Pidcock fliegt in abgrund und muss katalonien-rundfahrt vor schlüsselberg abbre
Tom Pidcock ist weg. Kein Showdown auf dem Montjuïc, kein letzter Angriff, nicht einmal Startnummer 111 an der Sechsten Etappe. Der Brite verabschiedet sich mit einem Knie, das „wie ein Luftballon aussieht“, aus der 105. Volta Ciclista a Catalunya und reißt ein riesiges Loch in die Favoritenliste.
Sturz in der letzten abfahrt bleibt ungefilmt
Freitag, 30 km vor dem Ziel von La Pobla de Lillet. Eine Kurve, lose Kiesel, dann nichts. Pidcock rutscht in die Schlucht, 20 Meter tief, Rad weg, Handy weg, Blick weg. Keine Kamera hält den Moment fest – der einzige Trost: Er kann selbst wieder auf die Straße kraxeln, ein Ersatzrad schnappen und ins Ziel rollen. 29:15 Minuten Rückstand, Platz 116. „Das Nervigste: Es gibt kein Video. Wenn du fliegst, willst du wenigstens den Beweis“, sagt er mit jenem trockenen Humor, der ihn auszeichnet.

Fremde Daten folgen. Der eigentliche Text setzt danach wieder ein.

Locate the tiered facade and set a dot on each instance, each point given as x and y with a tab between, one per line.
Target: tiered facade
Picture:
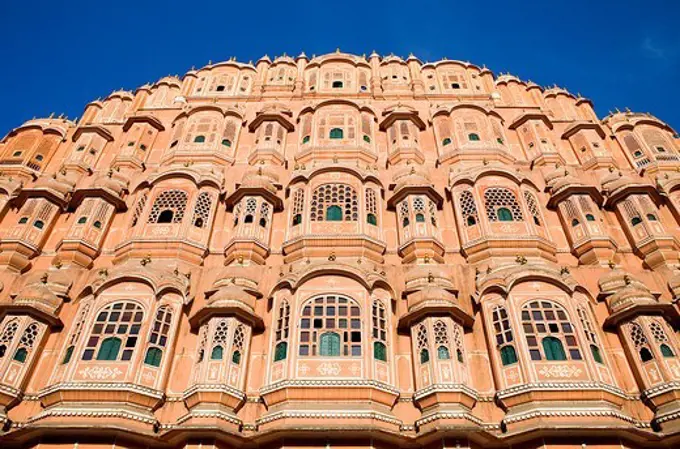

Über Nacht schwillt das rechte Gelenk an, bis die Haut spannt. Teamarzt und Radiologe stimmen überein: Kein Bruch, aber auch keine Belastung. „Etwas in meinem Knie ist nicht in der Reihe, und ich muss es in Ruhe lassen“, erklärt Pidcock via Instagram. Für die Sechste Etappe mit dem steilen Coll de Pradell und der Bergankunft in Queralt bleibt der Startplatz leer.

Pinarello q36.5 verliert seinen kapitän vor königsetappe
Der Rennstall verliert damit nicht nur seinen besten Kletterer, sondern auch die Option auf Etappensiege und wertvolle WorldTour-Punkte. Sportdirektor Juanma Garate spricht von „einem Schlag in die Magengrube“, muss aber auch Bilanz ziehen: Pidcock ist der fünfte Fahrer, der in dieser Woche auf italienischem Carbon landet. João Almeida, Brandon McNulty, Georg Steinhauser und Jörgen Nordhagen folgten samstags mit Schürfwunden, aber ohne Langzeitfolgen dem Ruf der Schwerkraft.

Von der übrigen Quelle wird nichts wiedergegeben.